[A Roman Singer by F. Marion Crawford]@TWC D-Link book
A Roman Singer

CHAPTER XVII
15/18

The first sensation of a great public success is strange to one who has long been accustomed to live unnoticed and unhonoured by the world.

It is at first incomprehensible that one should have suddenly grown to be an object of interest and curiosity to one's fellow-creatures, after having been so long a looker-on.

At first a man does not realise that the thing he has laboured over, and studied, and worked on, can be actually anything remarkable.
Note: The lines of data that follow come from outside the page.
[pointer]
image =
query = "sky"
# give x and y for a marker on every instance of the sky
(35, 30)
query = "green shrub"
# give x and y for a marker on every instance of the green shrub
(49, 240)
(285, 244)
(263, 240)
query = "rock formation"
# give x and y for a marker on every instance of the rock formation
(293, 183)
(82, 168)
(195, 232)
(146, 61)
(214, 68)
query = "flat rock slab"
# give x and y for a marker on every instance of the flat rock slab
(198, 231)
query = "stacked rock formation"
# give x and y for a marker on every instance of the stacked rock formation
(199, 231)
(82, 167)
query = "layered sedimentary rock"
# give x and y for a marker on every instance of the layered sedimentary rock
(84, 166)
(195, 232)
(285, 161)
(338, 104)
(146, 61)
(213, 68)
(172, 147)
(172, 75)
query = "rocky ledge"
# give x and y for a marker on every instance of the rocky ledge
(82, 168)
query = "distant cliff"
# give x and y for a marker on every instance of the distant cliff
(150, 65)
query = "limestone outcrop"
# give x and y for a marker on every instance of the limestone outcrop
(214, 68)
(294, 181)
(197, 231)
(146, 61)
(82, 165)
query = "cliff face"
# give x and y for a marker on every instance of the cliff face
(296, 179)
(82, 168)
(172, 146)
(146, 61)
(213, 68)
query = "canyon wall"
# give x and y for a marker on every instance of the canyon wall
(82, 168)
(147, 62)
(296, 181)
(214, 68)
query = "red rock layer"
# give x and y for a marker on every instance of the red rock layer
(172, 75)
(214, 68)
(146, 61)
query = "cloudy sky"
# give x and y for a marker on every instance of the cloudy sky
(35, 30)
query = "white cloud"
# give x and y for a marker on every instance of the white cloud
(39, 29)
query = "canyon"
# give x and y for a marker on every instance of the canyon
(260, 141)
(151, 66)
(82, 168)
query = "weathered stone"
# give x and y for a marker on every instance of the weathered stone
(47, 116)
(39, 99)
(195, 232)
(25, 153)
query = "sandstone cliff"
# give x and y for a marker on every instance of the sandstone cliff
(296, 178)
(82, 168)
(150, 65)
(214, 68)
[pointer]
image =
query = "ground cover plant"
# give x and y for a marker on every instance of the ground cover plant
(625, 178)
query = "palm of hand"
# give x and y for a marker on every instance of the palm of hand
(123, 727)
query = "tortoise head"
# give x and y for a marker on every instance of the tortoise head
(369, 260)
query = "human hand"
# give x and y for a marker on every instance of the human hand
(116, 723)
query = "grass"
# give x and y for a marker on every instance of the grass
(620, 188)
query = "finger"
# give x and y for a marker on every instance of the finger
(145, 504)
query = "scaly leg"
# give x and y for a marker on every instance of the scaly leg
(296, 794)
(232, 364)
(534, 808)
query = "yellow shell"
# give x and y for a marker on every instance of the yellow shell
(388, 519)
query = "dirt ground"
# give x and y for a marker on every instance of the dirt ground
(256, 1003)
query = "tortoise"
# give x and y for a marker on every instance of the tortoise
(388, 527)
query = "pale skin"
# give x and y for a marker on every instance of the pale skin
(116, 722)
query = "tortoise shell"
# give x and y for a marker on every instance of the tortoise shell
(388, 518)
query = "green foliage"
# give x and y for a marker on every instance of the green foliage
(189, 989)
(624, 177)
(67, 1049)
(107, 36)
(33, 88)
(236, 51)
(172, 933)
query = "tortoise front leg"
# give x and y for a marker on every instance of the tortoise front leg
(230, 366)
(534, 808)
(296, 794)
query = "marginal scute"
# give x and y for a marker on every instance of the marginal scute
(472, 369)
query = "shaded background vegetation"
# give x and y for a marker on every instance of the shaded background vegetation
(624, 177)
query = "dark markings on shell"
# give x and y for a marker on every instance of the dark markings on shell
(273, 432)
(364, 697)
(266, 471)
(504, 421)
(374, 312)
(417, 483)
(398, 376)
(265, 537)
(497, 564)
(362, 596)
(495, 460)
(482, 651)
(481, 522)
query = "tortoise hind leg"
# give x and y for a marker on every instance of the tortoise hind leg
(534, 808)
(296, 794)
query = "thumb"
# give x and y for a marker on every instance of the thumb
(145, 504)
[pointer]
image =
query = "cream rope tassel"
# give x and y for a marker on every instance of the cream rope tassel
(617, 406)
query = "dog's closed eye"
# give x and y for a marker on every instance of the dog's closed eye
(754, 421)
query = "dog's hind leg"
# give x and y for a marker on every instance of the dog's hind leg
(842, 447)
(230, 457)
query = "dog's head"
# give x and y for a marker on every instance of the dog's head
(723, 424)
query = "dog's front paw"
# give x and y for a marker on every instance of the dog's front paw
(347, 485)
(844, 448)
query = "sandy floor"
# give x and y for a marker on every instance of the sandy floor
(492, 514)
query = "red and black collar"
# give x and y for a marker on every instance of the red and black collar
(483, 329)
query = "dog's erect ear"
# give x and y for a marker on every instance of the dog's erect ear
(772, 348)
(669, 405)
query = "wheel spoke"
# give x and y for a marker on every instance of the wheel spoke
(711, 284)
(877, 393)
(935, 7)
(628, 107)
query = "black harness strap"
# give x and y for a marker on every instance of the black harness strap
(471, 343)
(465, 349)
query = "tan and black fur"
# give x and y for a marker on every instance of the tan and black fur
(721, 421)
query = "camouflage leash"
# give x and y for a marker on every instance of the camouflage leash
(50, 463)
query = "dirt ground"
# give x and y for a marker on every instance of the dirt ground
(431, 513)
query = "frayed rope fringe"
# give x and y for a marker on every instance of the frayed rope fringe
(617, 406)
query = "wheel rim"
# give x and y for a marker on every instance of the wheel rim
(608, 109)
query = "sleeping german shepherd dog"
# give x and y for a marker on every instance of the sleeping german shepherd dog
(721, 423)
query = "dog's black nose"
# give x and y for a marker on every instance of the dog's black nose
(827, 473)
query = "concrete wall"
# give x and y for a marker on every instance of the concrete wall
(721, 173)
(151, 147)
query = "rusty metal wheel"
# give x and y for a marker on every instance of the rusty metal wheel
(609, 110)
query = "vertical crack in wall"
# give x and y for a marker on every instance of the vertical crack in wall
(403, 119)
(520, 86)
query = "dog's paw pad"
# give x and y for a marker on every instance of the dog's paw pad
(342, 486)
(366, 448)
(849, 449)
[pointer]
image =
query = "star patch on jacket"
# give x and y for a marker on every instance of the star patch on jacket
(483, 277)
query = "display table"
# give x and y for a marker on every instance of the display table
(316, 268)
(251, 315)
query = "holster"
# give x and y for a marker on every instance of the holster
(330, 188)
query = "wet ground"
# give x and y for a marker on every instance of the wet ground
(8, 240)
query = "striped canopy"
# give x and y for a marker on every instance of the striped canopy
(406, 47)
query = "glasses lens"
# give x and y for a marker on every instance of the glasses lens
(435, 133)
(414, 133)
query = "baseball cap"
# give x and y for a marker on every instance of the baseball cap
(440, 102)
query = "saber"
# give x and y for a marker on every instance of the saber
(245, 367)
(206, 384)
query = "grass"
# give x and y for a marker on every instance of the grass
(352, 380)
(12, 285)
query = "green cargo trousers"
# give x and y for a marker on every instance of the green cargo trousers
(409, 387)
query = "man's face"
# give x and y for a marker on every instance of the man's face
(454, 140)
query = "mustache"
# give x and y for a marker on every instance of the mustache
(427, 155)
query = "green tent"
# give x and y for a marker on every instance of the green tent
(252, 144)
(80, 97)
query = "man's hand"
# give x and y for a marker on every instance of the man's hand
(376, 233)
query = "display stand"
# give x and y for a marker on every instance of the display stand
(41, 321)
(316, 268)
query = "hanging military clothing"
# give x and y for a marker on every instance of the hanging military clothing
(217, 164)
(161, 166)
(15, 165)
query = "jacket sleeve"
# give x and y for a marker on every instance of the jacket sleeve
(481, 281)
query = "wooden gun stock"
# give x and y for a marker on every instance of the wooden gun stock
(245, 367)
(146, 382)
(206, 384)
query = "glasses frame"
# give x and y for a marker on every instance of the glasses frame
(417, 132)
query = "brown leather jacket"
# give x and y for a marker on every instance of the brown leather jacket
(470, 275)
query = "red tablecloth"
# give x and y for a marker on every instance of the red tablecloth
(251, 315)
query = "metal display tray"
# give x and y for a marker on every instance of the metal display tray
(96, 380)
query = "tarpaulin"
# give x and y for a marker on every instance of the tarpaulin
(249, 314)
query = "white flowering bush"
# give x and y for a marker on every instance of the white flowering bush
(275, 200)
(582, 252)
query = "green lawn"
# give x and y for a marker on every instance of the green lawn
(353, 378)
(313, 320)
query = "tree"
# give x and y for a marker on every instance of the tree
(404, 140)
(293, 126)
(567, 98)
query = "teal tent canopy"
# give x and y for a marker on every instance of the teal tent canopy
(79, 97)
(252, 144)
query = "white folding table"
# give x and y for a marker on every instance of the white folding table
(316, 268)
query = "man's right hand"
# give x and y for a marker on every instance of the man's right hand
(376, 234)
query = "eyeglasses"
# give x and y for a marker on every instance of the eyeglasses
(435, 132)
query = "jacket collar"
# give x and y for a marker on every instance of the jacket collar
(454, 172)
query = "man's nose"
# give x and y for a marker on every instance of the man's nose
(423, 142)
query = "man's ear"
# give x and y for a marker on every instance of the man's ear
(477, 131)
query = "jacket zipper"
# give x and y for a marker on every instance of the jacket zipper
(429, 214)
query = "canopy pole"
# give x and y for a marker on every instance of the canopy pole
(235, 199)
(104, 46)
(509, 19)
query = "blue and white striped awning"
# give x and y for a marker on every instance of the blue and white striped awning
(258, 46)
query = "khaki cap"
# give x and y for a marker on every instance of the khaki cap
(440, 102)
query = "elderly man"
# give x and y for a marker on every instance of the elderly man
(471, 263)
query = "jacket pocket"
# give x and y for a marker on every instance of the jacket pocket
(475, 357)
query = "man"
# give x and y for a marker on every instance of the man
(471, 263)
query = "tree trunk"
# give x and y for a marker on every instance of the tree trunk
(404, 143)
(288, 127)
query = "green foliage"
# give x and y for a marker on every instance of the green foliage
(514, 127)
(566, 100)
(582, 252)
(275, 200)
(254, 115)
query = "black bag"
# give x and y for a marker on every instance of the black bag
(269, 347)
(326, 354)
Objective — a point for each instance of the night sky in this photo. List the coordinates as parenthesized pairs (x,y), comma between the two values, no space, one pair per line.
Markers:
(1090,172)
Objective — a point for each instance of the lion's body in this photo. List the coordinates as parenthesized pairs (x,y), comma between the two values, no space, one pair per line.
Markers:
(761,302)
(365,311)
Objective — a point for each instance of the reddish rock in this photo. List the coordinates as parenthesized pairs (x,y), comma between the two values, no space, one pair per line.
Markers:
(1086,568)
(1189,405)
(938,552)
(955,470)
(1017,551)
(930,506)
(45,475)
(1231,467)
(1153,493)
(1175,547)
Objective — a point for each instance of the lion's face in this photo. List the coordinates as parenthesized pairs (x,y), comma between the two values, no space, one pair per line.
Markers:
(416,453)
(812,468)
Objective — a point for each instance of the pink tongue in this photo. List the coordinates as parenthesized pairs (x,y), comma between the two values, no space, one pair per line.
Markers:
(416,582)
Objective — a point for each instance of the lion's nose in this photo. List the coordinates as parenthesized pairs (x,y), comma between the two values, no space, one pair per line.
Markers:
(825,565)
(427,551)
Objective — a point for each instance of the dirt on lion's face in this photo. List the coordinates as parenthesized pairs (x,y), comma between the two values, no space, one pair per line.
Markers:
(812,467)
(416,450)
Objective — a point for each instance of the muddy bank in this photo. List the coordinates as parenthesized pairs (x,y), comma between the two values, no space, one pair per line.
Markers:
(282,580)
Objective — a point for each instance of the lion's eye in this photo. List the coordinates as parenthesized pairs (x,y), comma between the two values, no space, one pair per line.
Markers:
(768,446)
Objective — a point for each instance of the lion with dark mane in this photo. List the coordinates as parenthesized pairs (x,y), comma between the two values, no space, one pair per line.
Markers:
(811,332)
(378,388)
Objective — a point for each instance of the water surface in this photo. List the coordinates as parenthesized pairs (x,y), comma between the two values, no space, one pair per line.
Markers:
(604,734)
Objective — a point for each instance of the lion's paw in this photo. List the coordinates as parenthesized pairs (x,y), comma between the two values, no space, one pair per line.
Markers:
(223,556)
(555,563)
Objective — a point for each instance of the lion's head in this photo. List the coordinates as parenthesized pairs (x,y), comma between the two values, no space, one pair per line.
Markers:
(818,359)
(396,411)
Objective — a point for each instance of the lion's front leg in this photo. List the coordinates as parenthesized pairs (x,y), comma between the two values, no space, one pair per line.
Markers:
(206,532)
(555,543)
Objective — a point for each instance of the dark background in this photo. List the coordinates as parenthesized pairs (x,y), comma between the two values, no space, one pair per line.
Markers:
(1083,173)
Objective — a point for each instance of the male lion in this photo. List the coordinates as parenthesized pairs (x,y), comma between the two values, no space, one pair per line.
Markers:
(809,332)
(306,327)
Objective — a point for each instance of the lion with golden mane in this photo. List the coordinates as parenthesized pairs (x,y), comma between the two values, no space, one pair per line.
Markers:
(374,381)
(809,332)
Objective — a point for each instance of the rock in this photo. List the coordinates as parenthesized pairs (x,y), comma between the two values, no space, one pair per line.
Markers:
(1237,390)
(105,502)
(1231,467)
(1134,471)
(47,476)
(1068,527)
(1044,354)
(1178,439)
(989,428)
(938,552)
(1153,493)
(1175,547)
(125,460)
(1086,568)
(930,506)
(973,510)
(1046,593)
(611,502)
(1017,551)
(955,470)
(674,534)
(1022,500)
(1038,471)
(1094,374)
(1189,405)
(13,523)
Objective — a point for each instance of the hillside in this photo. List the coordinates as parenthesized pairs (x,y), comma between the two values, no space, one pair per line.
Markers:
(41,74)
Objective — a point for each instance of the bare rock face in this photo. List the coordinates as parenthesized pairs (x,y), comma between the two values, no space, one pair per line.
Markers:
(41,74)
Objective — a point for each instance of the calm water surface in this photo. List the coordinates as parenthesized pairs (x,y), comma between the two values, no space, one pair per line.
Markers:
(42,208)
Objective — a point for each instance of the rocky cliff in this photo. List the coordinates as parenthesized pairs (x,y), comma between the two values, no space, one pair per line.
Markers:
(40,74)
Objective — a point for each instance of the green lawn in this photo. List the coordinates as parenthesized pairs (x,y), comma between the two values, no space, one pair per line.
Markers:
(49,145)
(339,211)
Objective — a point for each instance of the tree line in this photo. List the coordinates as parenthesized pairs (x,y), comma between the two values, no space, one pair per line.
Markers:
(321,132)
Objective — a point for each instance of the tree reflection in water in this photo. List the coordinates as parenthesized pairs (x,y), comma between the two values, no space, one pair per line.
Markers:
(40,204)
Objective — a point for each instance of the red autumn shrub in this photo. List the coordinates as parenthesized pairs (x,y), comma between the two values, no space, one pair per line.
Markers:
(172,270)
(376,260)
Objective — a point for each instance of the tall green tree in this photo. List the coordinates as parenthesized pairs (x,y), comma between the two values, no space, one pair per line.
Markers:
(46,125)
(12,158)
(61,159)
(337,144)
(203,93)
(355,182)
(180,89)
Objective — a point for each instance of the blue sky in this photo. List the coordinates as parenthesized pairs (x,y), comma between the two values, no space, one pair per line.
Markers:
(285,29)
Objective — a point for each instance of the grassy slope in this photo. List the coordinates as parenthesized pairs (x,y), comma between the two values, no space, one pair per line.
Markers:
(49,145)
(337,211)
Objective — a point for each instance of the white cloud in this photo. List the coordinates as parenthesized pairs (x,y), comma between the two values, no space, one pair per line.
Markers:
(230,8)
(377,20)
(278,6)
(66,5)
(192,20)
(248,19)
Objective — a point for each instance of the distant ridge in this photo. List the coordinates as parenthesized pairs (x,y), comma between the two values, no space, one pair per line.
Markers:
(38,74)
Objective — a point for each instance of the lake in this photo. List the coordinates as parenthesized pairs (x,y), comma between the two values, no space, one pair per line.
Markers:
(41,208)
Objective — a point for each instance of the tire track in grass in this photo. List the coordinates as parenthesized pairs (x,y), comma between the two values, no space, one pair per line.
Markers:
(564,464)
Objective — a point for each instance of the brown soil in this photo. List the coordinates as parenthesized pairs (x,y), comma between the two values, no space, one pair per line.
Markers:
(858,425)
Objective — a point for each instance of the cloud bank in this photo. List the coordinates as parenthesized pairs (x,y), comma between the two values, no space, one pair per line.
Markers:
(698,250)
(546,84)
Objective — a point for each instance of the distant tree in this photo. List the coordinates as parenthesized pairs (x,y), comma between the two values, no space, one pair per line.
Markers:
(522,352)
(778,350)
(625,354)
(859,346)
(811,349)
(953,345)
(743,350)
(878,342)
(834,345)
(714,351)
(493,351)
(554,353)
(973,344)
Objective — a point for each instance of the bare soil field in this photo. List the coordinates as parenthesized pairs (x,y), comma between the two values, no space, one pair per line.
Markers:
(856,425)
The production of the every-day task has long grown a habit, and the details which the artist grows to admire and love so earnestly have each brought with them their own reward.
Every difficulty vanquished, every image of beauty embodied, every new facility of skill acquired, has been in itself a real and enduring satisfaction for its own sake, and for the sake of its fitness to the whole,--the beautiful perfect whole he has conceived.
But he must necessarily forget, if he loves his work, that those who come after, and are to see the expression of his thought, or hear the mastery of his song, see or hear it all at once; so that the assemblage of the lesser beauties, over each of which the artist has had great joy, must produce a suddenly multiplied impression upon the understanding of the outside world, which sees first the embodiment of the thought, and has then the after-pleasure of appreciating the details.

The hearer is thrilled with a sense of impassioned beauty, which the singer may perhaps feel when he first conceives the interpretation of the printed notes, but which goes over farther from him as he strives to approach it and realise it; and so his admiration for his own song is lost in dissatisfaction with the failings which others have not time to see.
Before he is aware of the change, a singer has become famous, and all men are striving for a sight of him, or a hearing.